Quelques instants plus tard, il était 2-0, Rabiot marquant lui-même sur un service de Chukwueze. Torino a continué à se battre, et Ché Adams, d’Écosse, a marqué le plus beau but du match dans les arrêts de jeu, une volée nonchalante du droit au-dessus de son épaule gauche. Mais les trois points sont allés à Milan.

Cissè a ri lorsque l’intervieweur de Dazn lui a demandé à la fin du match ce qu’il pensait des déclarations d’Amorim. « Ça me rend heureux, » a-t-il dit. « Mais je n’ai pas entendu la conférence de presse. Tous mes amis m’en ont parlé à la place. »

Alphadjo Cissè scores for Milan

Il était encore en phase de récupération de sa blessure lorsqu’il a rejoint Milan cet été. Cissè a affirmé qu’il avait essayé de suivre l’entraînement de près pour comprendre ce que l’entraîneur principal souhaitait. Néanmoins, il a admis que commencer et marquer lors de l’ouverture de la saison était « au-delà d’un rêve ».
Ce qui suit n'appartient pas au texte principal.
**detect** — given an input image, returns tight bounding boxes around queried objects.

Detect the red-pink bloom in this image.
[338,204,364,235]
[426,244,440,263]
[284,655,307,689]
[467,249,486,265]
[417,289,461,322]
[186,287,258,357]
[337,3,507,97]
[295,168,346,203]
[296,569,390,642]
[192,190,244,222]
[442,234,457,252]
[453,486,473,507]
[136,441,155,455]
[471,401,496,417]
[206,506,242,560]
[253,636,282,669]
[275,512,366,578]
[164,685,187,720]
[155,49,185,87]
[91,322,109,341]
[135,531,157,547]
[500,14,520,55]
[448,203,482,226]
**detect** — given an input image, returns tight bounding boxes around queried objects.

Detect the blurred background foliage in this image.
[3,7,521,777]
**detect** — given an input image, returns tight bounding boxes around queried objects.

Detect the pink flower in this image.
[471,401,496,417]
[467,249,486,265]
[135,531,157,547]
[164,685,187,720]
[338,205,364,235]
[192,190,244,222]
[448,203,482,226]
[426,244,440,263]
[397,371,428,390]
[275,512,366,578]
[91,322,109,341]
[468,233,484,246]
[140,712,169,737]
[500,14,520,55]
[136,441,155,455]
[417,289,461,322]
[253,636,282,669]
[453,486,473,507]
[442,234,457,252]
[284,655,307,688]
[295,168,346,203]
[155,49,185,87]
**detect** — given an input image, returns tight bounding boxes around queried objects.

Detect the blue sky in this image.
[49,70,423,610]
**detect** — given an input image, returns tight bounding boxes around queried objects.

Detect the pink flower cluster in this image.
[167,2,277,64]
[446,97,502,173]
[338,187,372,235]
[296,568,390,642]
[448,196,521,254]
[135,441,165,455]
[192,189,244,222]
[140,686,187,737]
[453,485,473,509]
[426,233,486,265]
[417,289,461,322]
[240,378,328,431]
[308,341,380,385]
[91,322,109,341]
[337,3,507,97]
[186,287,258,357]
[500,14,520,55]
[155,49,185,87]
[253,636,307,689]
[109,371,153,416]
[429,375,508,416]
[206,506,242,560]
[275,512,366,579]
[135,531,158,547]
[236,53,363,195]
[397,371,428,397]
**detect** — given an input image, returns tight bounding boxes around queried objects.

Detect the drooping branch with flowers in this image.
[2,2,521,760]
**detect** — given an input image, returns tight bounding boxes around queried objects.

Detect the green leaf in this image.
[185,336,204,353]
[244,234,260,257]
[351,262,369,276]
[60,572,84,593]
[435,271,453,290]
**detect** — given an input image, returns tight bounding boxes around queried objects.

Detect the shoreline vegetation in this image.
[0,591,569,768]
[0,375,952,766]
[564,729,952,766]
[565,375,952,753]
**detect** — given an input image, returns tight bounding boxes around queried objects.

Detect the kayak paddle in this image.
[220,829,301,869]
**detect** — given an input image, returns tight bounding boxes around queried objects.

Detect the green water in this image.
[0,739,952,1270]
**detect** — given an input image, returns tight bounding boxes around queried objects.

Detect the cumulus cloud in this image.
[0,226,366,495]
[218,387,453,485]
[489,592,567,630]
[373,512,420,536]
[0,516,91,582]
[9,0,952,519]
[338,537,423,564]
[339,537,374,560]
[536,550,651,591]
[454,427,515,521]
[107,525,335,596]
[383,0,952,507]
Les chiffres indiquent qu’il est le plus jeune Italien à marquer pour Milan depuis Patrick Cutrone en 2017, ainsi que le premier Italien à marquer lors de ses débuts en Serie A depuis Daniel Maldini en 2021. Ces noms doivent rappeler à tous de ne pas s’emballer trop vite. Cutrone, aujourd’hui âgé de 28 ans, était remplaçant pour Monza ce week-end et n’a atteint les dix buts qu’une seule fois en une saison de première division. Maldini, 24 ans, a joué pour sept clubs depuis 2022 et commence cette campagne avec Cagliari.

Cependant, Amorim semble avoir une haute opinion de Cissè, qui a représenté l’Italie à divers niveaux jusqu’aux moins de 21 ans, affirmant qu’il avait à certains moments, durant la première mi-temps, paru être le joueur le plus expérimenté sur le terrain.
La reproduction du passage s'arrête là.